Sen. Stevens's (R-Alaska) comprehensive bill isn't public yet, but we do have a draft network neutrality amendment [pdf] being circulated by Sens. Olympia Snowe (R-Maine) and Bryon Dorgan (D-N.D.)
It's becoming clear that a good thing that could happen this year on this front may be nothing. Even if the well-intentioned and well-drafted Snowe/Dorgan amendment is put in place, we won't necessarily have the unfettered internet that SaveTheInternet wants.
The amendment requires broadband providers “not to block, interfere with, discriminate against, impair, or degrade the ability of any person to use a broadband connection to access, use, send, post, receive, or offer any lawful content, application, or service made available via the Internet.”
That's good, yes. But the bill goes on. It provides that network providers:
(1) are allowed to offer “to users a broadband video service or other service that requires prioritization of content, applications or services,” (as long as those video services don't amount to bocking or interfering),
(2) are allowed to prioritize in a most favored nation sense (nonaffiliates get the same quality of service as affiliates),
(3) are allowed to discriminate based on “type of application,” and
(4) aren't required to provide symmetric transport up and down.

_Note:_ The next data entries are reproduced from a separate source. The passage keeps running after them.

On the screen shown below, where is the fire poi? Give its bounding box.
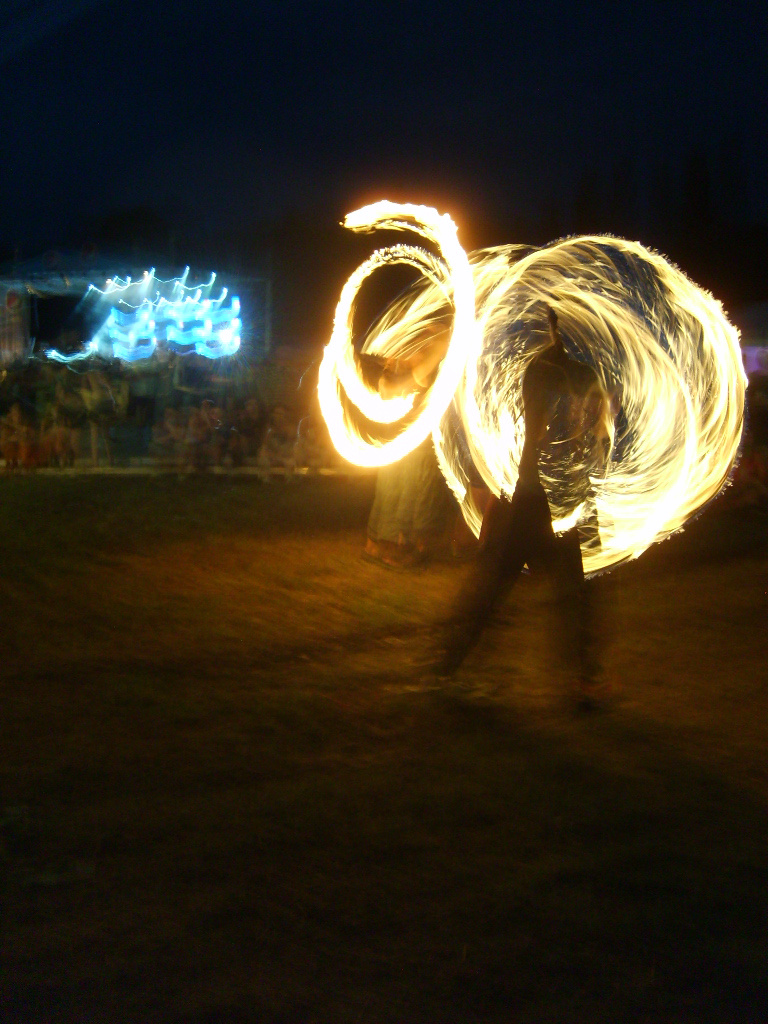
[318,202,746,575]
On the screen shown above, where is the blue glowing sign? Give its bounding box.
[47,268,241,363]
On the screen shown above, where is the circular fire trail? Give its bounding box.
[318,202,746,575]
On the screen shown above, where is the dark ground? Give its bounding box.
[1,473,767,1023]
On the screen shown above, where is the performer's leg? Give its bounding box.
[411,440,451,559]
[436,492,529,675]
[392,446,420,547]
[365,459,406,559]
[550,528,601,698]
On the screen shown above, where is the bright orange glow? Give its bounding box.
[319,204,746,575]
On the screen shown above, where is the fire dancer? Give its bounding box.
[437,307,612,705]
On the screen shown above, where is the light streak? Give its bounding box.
[319,203,746,575]
[318,202,479,466]
[46,268,241,363]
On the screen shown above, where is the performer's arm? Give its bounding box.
[547,307,566,361]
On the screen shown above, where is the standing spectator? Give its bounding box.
[183,403,212,471]
[1,403,25,471]
[364,435,451,566]
[362,323,453,566]
[257,404,297,472]
[150,406,186,465]
[237,396,268,461]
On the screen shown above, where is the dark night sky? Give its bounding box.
[2,0,767,336]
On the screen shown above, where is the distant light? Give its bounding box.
[67,268,245,362]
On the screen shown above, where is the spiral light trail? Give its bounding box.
[318,203,746,575]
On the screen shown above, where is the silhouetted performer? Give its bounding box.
[438,307,610,702]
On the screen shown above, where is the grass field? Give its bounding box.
[1,472,767,1023]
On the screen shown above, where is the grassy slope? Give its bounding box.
[1,474,767,1023]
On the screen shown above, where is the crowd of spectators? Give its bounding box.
[2,356,767,515]
[0,354,341,474]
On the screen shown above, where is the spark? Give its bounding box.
[318,203,746,575]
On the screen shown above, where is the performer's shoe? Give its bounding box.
[362,539,407,570]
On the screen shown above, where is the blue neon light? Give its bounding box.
[47,268,242,363]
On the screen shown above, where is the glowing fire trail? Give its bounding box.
[318,203,746,576]
[317,202,480,466]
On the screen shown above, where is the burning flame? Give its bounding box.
[318,203,746,575]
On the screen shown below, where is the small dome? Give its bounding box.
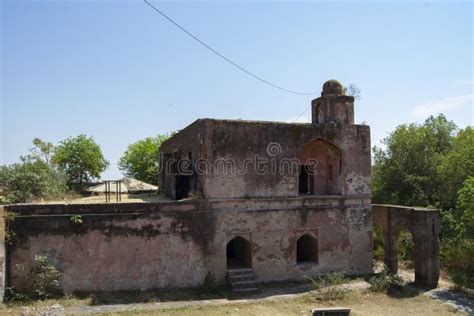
[322,80,345,96]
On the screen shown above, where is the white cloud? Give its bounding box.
[411,94,473,119]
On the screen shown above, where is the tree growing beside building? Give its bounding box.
[118,133,174,185]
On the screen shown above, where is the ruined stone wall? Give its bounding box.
[5,197,372,293]
[159,119,210,199]
[373,204,440,288]
[160,119,371,200]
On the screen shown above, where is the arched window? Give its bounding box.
[297,233,318,263]
[298,139,342,195]
[226,236,252,268]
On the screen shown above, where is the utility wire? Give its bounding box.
[144,0,318,96]
[293,105,311,123]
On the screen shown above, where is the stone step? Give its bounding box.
[232,280,257,286]
[233,286,259,292]
[228,272,255,279]
[227,268,258,293]
[229,274,256,282]
[227,269,253,277]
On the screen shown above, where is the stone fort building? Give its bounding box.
[0,80,439,296]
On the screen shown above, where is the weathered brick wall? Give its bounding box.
[4,197,372,294]
[160,119,371,200]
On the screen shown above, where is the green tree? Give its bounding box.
[441,177,474,288]
[437,127,474,209]
[0,139,68,203]
[372,116,474,288]
[372,115,457,207]
[0,158,67,204]
[30,138,54,166]
[118,133,173,185]
[457,177,474,238]
[53,135,109,190]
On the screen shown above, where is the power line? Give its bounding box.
[293,105,311,123]
[144,0,318,96]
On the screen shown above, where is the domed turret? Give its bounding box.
[311,80,354,124]
[321,79,345,96]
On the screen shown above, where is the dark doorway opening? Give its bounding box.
[226,236,252,268]
[297,234,318,263]
[176,175,191,200]
[299,165,314,195]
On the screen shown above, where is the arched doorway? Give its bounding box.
[299,139,342,195]
[226,236,252,268]
[296,233,318,263]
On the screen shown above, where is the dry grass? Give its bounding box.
[0,280,466,315]
[97,291,462,316]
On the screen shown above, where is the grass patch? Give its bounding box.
[94,291,460,315]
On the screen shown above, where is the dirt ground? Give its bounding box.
[1,273,471,316]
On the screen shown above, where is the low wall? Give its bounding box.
[2,196,372,295]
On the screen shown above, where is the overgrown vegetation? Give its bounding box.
[372,115,474,289]
[367,267,405,294]
[203,272,219,293]
[3,211,17,244]
[70,214,83,225]
[306,272,348,300]
[0,139,68,203]
[0,136,108,203]
[5,255,62,301]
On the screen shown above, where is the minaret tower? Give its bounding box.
[311,80,354,124]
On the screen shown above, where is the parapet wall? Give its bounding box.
[2,196,372,294]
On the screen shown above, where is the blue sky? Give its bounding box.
[1,0,473,180]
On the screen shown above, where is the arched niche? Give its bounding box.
[298,138,342,195]
[296,233,319,264]
[226,236,252,268]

Under this amendment, we're still in a swamp of provider control that will be infinitely malleable in the providers' capable hands. What's a similar “type of application” (and who gets to decide this question)? What's a “broadband video service”– won't that be anything the provider prefers? What's “similar content,” access to which has got to be at the same speeds under the bill?
These are hard issues. It may not be possible to write a better “network neutrality” description that both takes the current provider structure as a given and tries to legislate an open network. I fully accept that the drafters of this amendment did the very best they could. I'm sure there will be many more attempts to write these concepts down.
But it would be simpler — given the concentrated market in broadband access that we're dealing with now — just to go back to required interconnection with competitive access providers.